International Journal Of Medical And Clinical Case Reports

Research Article | Open Access

Volume 2025 - 4 | Article ID 275 | https://dx.doi.org/10.51521/IJMCCR.2025.e4-1-111

Spontaneous Regression of a Ruptured Lumbar Disc: A Case Report and Review of Literature

Academic Editor: John Bose

  • Received 2025-04-28
  • Revised 2025-05-30
  • Accepted 2025-05-31
  • Published 2025-06-02

Seyed Hossein Assaee1, Seyedeh Haniyeh Mortazavi2

 

1Shiraz University of Medical Sciences, Shiraz, Iran.

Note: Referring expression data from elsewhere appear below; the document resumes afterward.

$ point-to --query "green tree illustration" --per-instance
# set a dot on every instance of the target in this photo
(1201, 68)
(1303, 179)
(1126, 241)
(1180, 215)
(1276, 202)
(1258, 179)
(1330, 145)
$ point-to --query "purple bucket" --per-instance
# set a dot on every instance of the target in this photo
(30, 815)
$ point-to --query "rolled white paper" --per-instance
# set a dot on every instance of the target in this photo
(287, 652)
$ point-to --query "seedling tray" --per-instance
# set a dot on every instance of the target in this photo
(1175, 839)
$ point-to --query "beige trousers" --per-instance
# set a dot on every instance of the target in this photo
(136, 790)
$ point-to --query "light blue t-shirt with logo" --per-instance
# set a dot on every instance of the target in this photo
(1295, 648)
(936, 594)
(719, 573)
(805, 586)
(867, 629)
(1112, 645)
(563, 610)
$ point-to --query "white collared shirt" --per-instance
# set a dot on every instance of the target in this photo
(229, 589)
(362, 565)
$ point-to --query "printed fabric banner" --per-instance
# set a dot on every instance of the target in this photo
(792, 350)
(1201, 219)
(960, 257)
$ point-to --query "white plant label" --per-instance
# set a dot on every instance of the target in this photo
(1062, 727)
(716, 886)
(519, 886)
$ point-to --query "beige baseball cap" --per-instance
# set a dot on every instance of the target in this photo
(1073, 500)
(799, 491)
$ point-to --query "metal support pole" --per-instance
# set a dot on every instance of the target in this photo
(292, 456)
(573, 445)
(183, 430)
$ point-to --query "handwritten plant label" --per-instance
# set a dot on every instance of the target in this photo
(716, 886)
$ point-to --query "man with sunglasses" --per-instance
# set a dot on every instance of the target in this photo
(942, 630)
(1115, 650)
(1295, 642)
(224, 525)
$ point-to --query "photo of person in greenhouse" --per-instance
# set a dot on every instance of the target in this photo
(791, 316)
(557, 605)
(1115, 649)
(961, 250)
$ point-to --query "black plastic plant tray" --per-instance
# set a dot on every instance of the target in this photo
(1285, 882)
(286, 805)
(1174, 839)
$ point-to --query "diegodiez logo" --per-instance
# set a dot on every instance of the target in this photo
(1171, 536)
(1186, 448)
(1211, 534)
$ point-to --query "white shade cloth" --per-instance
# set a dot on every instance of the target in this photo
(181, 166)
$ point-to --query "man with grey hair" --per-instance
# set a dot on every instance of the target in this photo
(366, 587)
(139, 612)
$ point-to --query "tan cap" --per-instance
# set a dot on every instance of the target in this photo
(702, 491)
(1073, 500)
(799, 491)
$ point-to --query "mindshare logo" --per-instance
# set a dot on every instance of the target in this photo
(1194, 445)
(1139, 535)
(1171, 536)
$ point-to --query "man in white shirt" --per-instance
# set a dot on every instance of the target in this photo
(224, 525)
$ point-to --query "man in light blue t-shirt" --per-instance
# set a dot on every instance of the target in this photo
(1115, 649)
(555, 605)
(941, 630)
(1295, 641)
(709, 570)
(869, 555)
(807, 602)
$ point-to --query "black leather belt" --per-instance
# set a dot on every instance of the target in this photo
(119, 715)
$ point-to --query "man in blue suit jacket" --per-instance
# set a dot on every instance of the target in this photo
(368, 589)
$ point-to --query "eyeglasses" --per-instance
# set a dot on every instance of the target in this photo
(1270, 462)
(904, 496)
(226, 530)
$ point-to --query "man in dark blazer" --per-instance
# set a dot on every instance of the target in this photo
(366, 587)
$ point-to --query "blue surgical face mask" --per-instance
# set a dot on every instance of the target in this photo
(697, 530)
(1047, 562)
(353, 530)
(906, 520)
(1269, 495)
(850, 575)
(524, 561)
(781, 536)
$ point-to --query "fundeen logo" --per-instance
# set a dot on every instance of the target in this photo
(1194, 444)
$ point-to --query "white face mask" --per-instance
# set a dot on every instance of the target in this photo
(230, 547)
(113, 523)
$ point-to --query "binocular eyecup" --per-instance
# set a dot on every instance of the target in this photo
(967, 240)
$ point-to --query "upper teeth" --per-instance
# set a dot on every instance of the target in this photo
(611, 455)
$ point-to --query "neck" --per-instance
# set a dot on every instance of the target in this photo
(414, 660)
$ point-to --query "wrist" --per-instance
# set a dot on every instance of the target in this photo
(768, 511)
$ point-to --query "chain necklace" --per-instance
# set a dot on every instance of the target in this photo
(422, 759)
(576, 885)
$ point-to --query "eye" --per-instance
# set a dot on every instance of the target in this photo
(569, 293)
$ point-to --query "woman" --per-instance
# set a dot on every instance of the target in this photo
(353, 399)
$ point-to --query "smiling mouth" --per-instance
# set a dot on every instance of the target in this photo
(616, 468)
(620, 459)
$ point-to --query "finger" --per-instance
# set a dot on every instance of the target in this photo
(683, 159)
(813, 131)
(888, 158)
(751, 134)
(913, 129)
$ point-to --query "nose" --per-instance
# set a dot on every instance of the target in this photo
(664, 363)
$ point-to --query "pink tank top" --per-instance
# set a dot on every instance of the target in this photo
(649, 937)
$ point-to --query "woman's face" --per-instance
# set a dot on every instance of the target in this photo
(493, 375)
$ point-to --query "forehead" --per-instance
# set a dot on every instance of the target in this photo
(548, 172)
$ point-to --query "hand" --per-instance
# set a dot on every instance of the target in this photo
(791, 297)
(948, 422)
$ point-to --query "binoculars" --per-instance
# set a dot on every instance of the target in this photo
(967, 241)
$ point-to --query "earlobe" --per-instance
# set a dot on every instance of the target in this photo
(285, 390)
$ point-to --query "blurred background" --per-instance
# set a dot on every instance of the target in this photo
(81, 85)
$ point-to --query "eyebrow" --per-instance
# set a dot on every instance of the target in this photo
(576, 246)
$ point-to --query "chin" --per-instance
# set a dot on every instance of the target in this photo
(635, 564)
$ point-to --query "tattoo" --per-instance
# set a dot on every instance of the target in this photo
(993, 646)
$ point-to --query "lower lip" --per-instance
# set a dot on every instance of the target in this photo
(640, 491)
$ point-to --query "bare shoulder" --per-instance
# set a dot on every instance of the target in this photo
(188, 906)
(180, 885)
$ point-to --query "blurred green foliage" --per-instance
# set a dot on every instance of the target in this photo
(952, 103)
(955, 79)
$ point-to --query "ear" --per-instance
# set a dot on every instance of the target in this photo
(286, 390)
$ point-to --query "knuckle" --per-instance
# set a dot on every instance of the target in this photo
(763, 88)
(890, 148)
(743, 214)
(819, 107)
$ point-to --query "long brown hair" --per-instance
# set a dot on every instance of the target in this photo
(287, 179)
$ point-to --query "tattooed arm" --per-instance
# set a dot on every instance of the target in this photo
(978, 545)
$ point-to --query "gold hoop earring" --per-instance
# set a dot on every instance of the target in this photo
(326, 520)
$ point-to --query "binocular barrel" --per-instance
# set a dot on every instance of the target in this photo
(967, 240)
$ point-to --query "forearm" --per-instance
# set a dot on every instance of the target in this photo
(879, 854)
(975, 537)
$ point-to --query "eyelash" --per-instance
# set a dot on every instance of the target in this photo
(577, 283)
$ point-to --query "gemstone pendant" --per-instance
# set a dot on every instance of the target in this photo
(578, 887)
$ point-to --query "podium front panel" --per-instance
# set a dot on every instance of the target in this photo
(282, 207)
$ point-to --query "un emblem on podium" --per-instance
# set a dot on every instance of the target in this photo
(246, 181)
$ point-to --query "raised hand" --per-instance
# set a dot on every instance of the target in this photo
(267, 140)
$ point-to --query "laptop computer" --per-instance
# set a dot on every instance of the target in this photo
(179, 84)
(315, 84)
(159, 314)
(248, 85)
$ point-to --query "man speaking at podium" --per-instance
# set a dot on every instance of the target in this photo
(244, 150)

2Kermanshah University of Medical Sciences, Kermanshah, Iran.

 

Corresponding Author: Seyedeh Haniyeh Mortazavi, Kermanshah University of Medical Sciences, Kermanshah, Iran.

 

Citation: Seyed Hossein Assaee, Seyedeh Haniyeh Mortazavi, (2025) Spontaneous Regression of a Ruptured Lumbar Disc: A Case Report and Review of Literature. Int J Med Clin Case Rep, 4(1), 1-4.

 

Copyright: © 2025, Seyed Hossein Assaee, et al. This is an open-access article distributed under the terms of the Creative Commons Attribution 4.0 International License, which permits unrestricted use, distribution and reproduction in any medium, provided the original author and source are credited.

 

Abstract:

 

Lumbar disc rupture, particularly when associated with extrusion or sequestration, is often considered a surgical emergency due to the potential for persistent or progressive neurological deficits. However, recent studies have shown that spontaneous regression of ruptured discs is possible in carefully selected patients. We present the case of a 35-year-old male with a 6-month history of worsening low back pain radiating to the right leg, accompanied by numbness and tingling, who demonstrated significant improvement with conservative management. Magnetic resonance imaging (MRI) revealed a large ruptured disc at the L4-L5 level, with extrusion of the nucleus pulposus into the spinal canal, causing compression of the adjacent nerve root, as shown in Figure 1. Despite the severity of the MRI findings, the patient opted for non-surgical management, including non-steroidal anti-inflammatory drugs (NSAIDs), physical therapy, and activity modification. Over the following months, the patient’s symptoms gradually improved, with a follow-up MRI showing a significant decrease in the size of the extruded disc fragment and near-complete resolution of nerve root compression, as seen in Figure 2. This case highlights the potential for spontaneous regression of a ruptured lumbar disc and supports the use of conservative therapy in patients without progressive neurological deficits. The growing body of literature suggests that surgical intervention may not be necessary in all cases of lumbar disc rupture, and appropriate selection of candidates for conservative management could reduce healthcare costs and avoid surgical risks. Further studies are needed to identify predictive factors for successful non-surgical outcomes in disc rupture cases and refine treatment guidelines for this condition.

 

Keywords: lumbar disc rupture, spontaneous regression, conservative management, MRI, non-surgical treatment, neurological deficits, extrusion, sequestration.